Auteure du recueil de nouvelles « Aujourd’hui, je
suis mort » qui vient de paraître aux éditions L’Harmattan, elle parle
de son écriture et de la mort, le thème central de son œuvre. Interview publiée sur www.camer.be/index1.php?art=22310&rub=2:6
Stéphanie Dongmo, photo Gervais Djimeli Lekpa |
Vous venez de publier aux éditions
L’Harmattan à Paris un recueil de nouvelles intitulé « Aujourd’hui, je
suis mort ». De quoi parle ce livre ?
Comme son titre le laisse déjà deviner, ce livre
porte sur la mort qui n’est pas seulement physique, mais aussi
spirituelle et morale. La première nouvelle, qui donne son titre à
l’ouvrage, puise dans l’anthropologie des rites funéraires Bamiléké pour
mettre en scène un suicide. La deuxième raconte le dernier jour d’une
vendeuse ambulante dans la ville de Yaoundé, où un certain Jack Bauer
sème la panique. La troisième nouvelle est le long cri d’agonie d’une
femme qui, partie à la recherche de Dieu, s’est égarée en chemin. La
dernière est le regard caustique et sévère d’un enfant de trois ans sur
les adultes qui l’entourent.
Qu’est-ce qui vous a motivé à écrire cette œuvre ?

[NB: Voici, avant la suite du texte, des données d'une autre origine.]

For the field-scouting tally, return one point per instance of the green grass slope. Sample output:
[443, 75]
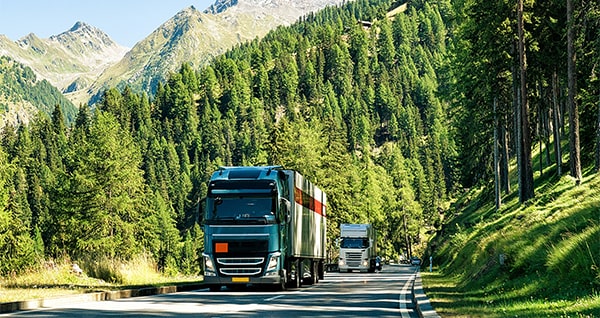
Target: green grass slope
[539, 259]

J’ai écrit ces nouvelles entre 2000 et 2008.
Certains textes m’ont été inspirés par des faits d’actualité que j’ai
couvert comme journaliste. Ce livre est né de mon indignation face au
silence et à la résignation des gens victimes d’injustice dans une
société qui a honte des rebuts qu’elle a elle-même fabriqué. Et je n’ai
pas d’autres moyens que ma plume pour parler de ces choses qui
m’interpellent.
Vous avez une manière étonnante de le faire, en prenant pour narrateurs un enfant un mort qui parle de l’au-delà…
Oui, parce que je voulais sortir des sentiers battus. Patrice Nganang a
pris pour narrateur un chien dans « Temps de chien ». Combien de parents
se demandent ce que leurs enfants pensent d’eux ? Et combien de
familles endeuillées pensent à ce que devient l’âme du défunt ? J’ai
essayé de me mettre dans la peau de ces personnes sans-voix, dont
l’opinion ne compte pas, la plupart du temps.
Mais pourquoi écrire sur la mort, un thème si sombre ?
J’ai écrit ces textes à une époque où je
m’interrogeais beaucoup sur la mort, sur la finitude de ma propre vie.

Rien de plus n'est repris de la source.